Question

Snakemake wildcards overwriting one another

0

Entering edit mode

3.3 years ago

Ivan ▴ 60

I'm including a snipped of my code.

The following block generates two groups, I'm setting the the number of samples to 1 for easier debugging. The samples in groupOne would be [FOO_A] and samples in groupTwo would be [BAR_A]

num_of_samples = 1
groupOne = ["FOO_" + chr(alpha+97).capitalize() for alpha in range(0,num_of_samples)]
groupTwo = ["BAR_" + chr(alpha+97).capitalize() for alpha in range(0,num_of_samples)]
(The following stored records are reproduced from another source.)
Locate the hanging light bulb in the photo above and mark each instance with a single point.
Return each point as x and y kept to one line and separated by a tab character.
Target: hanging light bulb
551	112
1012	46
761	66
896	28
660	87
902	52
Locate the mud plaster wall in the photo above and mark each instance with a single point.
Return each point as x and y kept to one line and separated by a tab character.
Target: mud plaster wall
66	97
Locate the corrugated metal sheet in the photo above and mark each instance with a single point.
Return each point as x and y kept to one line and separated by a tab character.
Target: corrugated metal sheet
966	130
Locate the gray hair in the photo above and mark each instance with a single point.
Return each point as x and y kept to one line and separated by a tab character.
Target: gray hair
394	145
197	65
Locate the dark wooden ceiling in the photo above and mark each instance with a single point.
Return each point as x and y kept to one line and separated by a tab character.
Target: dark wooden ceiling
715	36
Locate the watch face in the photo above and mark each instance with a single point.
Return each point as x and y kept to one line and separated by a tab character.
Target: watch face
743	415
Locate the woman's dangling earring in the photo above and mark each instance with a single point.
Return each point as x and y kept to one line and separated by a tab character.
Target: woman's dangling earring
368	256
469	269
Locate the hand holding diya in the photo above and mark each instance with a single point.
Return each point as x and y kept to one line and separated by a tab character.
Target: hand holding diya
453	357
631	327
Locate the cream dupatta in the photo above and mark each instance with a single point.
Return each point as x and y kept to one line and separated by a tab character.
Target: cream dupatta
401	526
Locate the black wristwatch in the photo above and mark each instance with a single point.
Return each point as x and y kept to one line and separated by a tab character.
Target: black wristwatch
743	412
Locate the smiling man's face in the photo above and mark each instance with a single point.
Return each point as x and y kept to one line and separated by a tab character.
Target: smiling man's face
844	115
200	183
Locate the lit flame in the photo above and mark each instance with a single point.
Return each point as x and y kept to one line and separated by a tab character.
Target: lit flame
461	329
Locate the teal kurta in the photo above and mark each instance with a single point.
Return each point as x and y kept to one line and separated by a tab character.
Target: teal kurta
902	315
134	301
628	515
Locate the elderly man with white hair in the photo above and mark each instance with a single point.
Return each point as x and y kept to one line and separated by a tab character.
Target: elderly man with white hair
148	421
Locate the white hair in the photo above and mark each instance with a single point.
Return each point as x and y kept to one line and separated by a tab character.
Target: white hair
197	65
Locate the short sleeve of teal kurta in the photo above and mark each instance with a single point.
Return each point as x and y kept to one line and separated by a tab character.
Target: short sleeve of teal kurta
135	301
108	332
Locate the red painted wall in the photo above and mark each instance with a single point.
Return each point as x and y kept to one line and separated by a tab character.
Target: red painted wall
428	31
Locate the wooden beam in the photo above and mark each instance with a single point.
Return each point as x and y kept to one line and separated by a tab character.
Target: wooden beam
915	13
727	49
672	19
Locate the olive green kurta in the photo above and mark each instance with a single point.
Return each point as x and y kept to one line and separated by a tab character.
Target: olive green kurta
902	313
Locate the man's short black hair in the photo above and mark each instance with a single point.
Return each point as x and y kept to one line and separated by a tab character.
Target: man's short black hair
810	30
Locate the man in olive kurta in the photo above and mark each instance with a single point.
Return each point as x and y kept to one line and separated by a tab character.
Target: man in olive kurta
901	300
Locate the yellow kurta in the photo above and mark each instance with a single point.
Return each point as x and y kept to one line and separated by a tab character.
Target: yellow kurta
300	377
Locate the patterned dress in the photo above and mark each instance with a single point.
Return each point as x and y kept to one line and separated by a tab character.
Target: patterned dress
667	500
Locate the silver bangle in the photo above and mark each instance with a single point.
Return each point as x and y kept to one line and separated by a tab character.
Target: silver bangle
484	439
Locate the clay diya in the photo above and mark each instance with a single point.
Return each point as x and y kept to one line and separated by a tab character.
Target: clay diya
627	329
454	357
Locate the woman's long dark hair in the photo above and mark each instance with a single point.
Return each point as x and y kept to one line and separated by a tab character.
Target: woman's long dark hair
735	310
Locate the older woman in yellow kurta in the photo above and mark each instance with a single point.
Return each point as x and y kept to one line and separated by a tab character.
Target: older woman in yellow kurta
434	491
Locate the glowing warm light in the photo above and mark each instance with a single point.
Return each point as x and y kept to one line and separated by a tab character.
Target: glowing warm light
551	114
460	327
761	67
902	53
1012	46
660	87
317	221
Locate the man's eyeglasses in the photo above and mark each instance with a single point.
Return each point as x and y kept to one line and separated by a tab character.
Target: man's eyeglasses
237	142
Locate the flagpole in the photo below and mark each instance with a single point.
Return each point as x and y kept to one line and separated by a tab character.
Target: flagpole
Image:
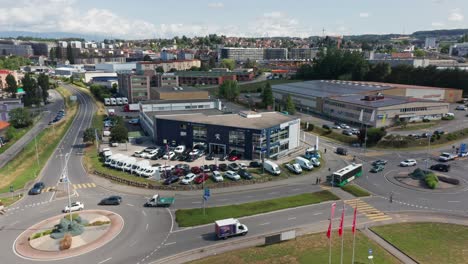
354	231
342	233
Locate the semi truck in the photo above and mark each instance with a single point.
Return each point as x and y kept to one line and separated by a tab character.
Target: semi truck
158	201
229	227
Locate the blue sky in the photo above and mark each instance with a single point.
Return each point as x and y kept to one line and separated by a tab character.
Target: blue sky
148	19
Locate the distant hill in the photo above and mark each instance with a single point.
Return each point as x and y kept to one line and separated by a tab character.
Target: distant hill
49	35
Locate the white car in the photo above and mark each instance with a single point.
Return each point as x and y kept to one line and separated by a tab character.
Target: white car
179	149
169	155
408	163
138	153
232	175
75	206
188	178
217	176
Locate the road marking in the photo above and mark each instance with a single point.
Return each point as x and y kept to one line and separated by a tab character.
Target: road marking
104	260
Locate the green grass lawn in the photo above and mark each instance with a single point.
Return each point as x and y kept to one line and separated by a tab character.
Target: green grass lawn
355	190
429	243
193	217
308	249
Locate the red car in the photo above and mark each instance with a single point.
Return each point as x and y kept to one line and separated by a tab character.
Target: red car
195	170
233	158
201	178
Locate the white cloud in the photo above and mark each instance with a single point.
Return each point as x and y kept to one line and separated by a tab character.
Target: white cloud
364	15
216	5
456	15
Below is my first rule (rule all) and two rules generating my reads, and two rules generating bowtie2 alignment (the index is prebuilt and not included here)

rule all:
    input:
        expand("aligned/ref_{chrom}.{gTwoSam}.bam", chrom=chromosomeNames, gTwoSam = groupTwo),
        expand("aligned/ref_{chrom}.{gOneSam}.bam", chrom=chromosomeNames, gOneSam = groupOne),

rule artillumina_simulate_ref_group1:
    input:
        "reference/{chrom}.fasta"
    output:
        "simulated/{chrom}.{gOneSam}.1.fq",
        "simulated/{chrom}.{gOneSam}.2.fq"
    params:
        name = "simulated/{chrom}.{gOneSam}."
    shell:
        """
        art_illumina -ss HS20 -f 9 -l 100 -p -m 360 -s 80 -na -i {input} -o {params.name}
        """

rule artillumina_simulate_ref_group2:
    input:
        "reference/{chrom}.fasta"
    output:
        "simulated/ref_{chrom}.{gTwoSam}.1.fq",
        "simulated/ref_{chrom}.{gTwoSam}.2.fq"
    params:
        name = "simulated/ref_{chrom}.{gTwoSam}."
    shell:
        """
        art_illumina -ss HS20 -f 9 -l 100 -p -m 360 -s 80 -na -i {input} -o {params.name}
        """

rule botwie2_align_ref_group1:
    input:
        "simulated/ref_{chrom}.{gOneSam}.1.fq",
        "simulated/ref_{chrom}.{gOneSam}.2.fq",
        "reference/{chrom}.rev.1.bt2", "reference/{chrom}.rev.2.bt2",
        "reference/{chrom}.1.bt2", "reference/{chrom}.2.bt2",
        "reference/{chrom}.3.bt2", "reference/{chrom}.4.bt2"
    params:
        btindex = "reference/{chrom}"
    output:
        "aligned/ref_{chrom}.{gOneSam}.bam"
    shell:
        """
        bowtie2 -x {params.btindex} -1 {input[0]} -2 {input[1]} | samtools view -bS > {output}
        """

rule botwie2_align_ref_group2:
    input:
        "simulated/ref_{chrom}.{gTwoSam}.1.fq",
        "simulated/ref_{chrom}.{gTwoSam}.2.fq",
        "reference/{chrom}.rev.1.bt2", "reference/{chrom}.rev.2.bt2",
        "reference/{chrom}.1.bt2", "reference/{chrom}.2.bt2",
        "reference/{chrom}.3.bt2", "reference/{chrom}.4.bt2"
    params:
        btindex = "reference/{chrom}"
    output:
        "aligned/ref_{chrom}.{gTwoSam}.bam"
    shell:
        """
        bowtie2 -x {params.btindex} -1 {input[0]} -2 {input[1]} | samtools view -bS > {output}
        """

Running the snakemake gives me the following error:

Rules botwie2_align_ref_group1 and botwie2_align_ref_group2 are ambiguous for the file aligned/ref_CM008309.1.BAR_A.bam.
Consider starting rule output with a unique prefix, constrain your wildcards, or use the ruleorder directive.
Wildcards:
        botwie2_align_ref_group1: chrom=CM008309.1,gOneSam=BAR_A
        botwie2_align_ref_group2: chrom=CM008309.1,gTwoSam=BAR_A

So it would seem that my wildcard gTwoSam overwrites the gOneSam one.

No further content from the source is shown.